Smooks looks like a useful java library for processing data files

Milyn - Smooks
Smooks is a Java Framework/Engine for processing XML and non XML data (CSV, EDI, Java etc).

Smooks can be used to:

* Perform a wide range of Data Transforms - XML to XML, CSV to XML, EDI to XML, XML to EDI, XML to CSV, Java to XML, Java to EDI, Java to CSV, Java to Java, XML to Java, EDI to Java etc.
* Populate a Java Object Model from a data source (CSV, EDI, XML, Java etc). Populated object models can be used as a transformation result itself, or can be used by (e.g.) Templating resources for generating XML or other character based results.
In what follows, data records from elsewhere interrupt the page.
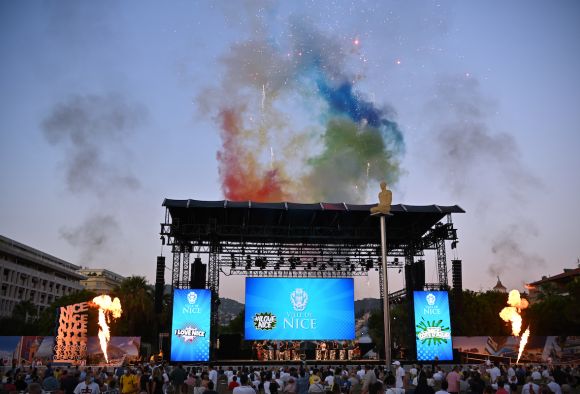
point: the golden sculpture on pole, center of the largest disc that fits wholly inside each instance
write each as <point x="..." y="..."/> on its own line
<point x="382" y="211"/>
<point x="385" y="200"/>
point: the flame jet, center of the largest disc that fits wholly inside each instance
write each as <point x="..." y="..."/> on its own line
<point x="107" y="308"/>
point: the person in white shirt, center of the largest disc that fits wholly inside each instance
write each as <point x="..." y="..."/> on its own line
<point x="329" y="380"/>
<point x="444" y="386"/>
<point x="212" y="373"/>
<point x="243" y="388"/>
<point x="553" y="386"/>
<point x="494" y="373"/>
<point x="399" y="375"/>
<point x="530" y="387"/>
<point x="88" y="386"/>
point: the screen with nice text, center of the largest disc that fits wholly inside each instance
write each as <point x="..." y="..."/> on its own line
<point x="432" y="325"/>
<point x="190" y="326"/>
<point x="298" y="309"/>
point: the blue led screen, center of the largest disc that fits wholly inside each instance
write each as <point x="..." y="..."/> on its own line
<point x="190" y="326"/>
<point x="432" y="325"/>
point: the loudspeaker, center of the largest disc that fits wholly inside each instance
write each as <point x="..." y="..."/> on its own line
<point x="159" y="283"/>
<point x="419" y="274"/>
<point x="456" y="276"/>
<point x="415" y="276"/>
<point x="198" y="274"/>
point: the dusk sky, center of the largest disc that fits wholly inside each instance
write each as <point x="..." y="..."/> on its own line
<point x="108" y="107"/>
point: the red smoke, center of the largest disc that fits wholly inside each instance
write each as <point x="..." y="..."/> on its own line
<point x="241" y="173"/>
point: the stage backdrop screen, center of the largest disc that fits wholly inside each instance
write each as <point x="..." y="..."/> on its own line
<point x="432" y="325"/>
<point x="290" y="308"/>
<point x="190" y="326"/>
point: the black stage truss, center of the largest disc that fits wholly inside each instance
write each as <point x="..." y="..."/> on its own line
<point x="301" y="240"/>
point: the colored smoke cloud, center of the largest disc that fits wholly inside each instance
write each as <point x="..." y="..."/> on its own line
<point x="294" y="126"/>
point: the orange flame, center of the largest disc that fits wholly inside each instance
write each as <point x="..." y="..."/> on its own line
<point x="523" y="341"/>
<point x="107" y="307"/>
<point x="511" y="313"/>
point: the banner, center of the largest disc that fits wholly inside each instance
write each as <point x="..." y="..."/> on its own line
<point x="432" y="326"/>
<point x="299" y="309"/>
<point x="190" y="327"/>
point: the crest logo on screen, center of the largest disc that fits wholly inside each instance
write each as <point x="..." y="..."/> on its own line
<point x="264" y="321"/>
<point x="188" y="334"/>
<point x="191" y="297"/>
<point x="430" y="299"/>
<point x="299" y="299"/>
<point x="191" y="308"/>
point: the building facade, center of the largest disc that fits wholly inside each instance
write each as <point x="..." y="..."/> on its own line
<point x="101" y="281"/>
<point x="27" y="274"/>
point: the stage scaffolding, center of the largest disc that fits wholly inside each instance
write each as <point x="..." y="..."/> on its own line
<point x="321" y="240"/>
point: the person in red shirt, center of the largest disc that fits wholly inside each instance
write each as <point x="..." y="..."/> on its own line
<point x="234" y="383"/>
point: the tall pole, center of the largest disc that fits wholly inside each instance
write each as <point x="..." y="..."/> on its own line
<point x="386" y="308"/>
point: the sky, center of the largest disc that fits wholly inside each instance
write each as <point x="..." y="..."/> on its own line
<point x="107" y="108"/>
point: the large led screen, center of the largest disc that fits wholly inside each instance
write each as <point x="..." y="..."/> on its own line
<point x="289" y="308"/>
<point x="190" y="325"/>
<point x="432" y="325"/>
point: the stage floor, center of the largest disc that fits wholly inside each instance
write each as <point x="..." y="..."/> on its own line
<point x="295" y="363"/>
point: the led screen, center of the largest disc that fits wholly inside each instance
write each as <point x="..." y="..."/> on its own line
<point x="432" y="325"/>
<point x="289" y="308"/>
<point x="190" y="326"/>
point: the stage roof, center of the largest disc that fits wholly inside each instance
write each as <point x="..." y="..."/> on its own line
<point x="299" y="222"/>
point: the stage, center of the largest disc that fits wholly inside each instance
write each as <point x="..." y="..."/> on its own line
<point x="293" y="363"/>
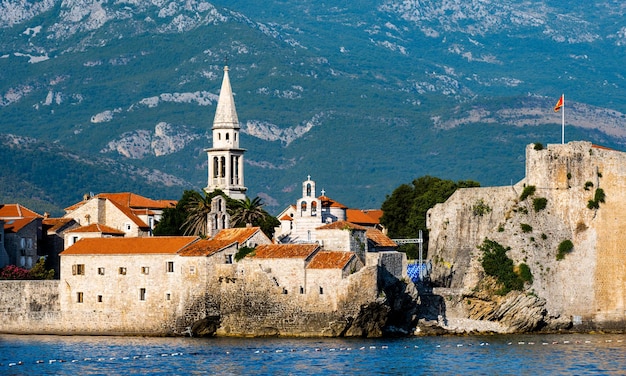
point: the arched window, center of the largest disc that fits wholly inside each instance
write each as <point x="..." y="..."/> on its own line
<point x="216" y="167"/>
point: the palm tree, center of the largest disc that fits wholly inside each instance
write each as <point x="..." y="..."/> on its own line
<point x="197" y="209"/>
<point x="247" y="212"/>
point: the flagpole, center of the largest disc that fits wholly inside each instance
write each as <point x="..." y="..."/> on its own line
<point x="563" y="120"/>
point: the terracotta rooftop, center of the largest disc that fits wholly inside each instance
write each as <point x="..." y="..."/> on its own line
<point x="330" y="260"/>
<point x="341" y="225"/>
<point x="239" y="234"/>
<point x="285" y="250"/>
<point x="16" y="211"/>
<point x="96" y="227"/>
<point x="15" y="225"/>
<point x="129" y="200"/>
<point x="53" y="225"/>
<point x="130" y="246"/>
<point x="379" y="239"/>
<point x="329" y="202"/>
<point x="205" y="247"/>
<point x="361" y="217"/>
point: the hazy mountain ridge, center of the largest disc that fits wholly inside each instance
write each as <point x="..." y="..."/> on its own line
<point x="368" y="92"/>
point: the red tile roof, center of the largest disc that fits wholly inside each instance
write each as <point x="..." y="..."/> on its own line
<point x="16" y="211"/>
<point x="239" y="234"/>
<point x="341" y="225"/>
<point x="330" y="260"/>
<point x="205" y="247"/>
<point x="15" y="225"/>
<point x="268" y="251"/>
<point x="379" y="239"/>
<point x="358" y="216"/>
<point x="96" y="227"/>
<point x="53" y="225"/>
<point x="329" y="202"/>
<point x="129" y="200"/>
<point x="130" y="246"/>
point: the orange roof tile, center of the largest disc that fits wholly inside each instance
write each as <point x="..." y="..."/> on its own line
<point x="136" y="201"/>
<point x="359" y="216"/>
<point x="330" y="260"/>
<point x="379" y="239"/>
<point x="97" y="227"/>
<point x="130" y="246"/>
<point x="55" y="224"/>
<point x="17" y="211"/>
<point x="285" y="250"/>
<point x="129" y="213"/>
<point x="341" y="225"/>
<point x="329" y="202"/>
<point x="15" y="225"/>
<point x="238" y="234"/>
<point x="205" y="247"/>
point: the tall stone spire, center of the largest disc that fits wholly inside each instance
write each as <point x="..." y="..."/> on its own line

Also supports Virtual Object Models (Maps and Lists of typed data), which can be used by EL and Templating functionality.
* Process huge messages (GBs) - Split, Transform and Route message fragments to JMS, File, Database etc destinations.
* Enrich a message with data from a Database, or other Datasources.
* Perform Extract Transform Load (ETL) operations by leveraging Smooks' Transformation, Routing and Persistence functionality.


Smooks supports both DOM and SAX processing models, but adds a more "code friendly" layer on top of them. It allows you to plug in your own "ContentHandler" implementations (written in Java or Groovy), or reuse the many existing handlers.